A convenient electrogenerated chemiluminescence biosensing method for selective detection of 5-hydroxymethylcytosine in genomic DNA

Abstract

Herein, a novel and convenient electrogenerated chemiluminescence (ECL) biosensing method for the quantitative detection of 5-hydroxymethylcytosine (5-hmC) in genomic DNA was developed by employing thiolated anchor probe DNA to immobilize 5-hydroxymethylcytosine double-stranded DNA (5-hmC-dsDNA) and a ruthenium(II) complex-tagged reporter probe as an ECL probe. Briefly, the 5-hmC-dsDNA was firstly oxidized to 5-formylcytosine dsDNA (5-fC-dsDNA) by KRuO4 in high yields. Subsequently, the thiolated anchor probe DNA is employed to help immobilize the 5-fC-dsDNA onto the gold electrode surface via the Au-S bond. An ECL probe DNA, labeled with a signal transducer − Ru(bpy)2(cbpy)NHS, hybridized with the anchor probe DNA on the electrode, resulting in an intensive ECL emission.
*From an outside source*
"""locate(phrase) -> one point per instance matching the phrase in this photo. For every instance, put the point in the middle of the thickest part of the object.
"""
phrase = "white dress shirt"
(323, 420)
The obtained ECL intensity was linearly proportional to the content of 5-hmC in the range from 0.0090% to 0.5761%, with the limit of detection calculated to be 0.0036% (S/N = 3). Finally, we applied the developed 5-hmC detection strategy in various mice tissues. It demonstrates that the content of 5-hmC measured by this method in different mice tissues vary significantly: 5-hmC is highest in brain and lowest in spleen. The success in assaying the mice tissues samples signifies its great promise in a broad range of practical applications for the quantitative detection of 5-hmC in genomic DNA.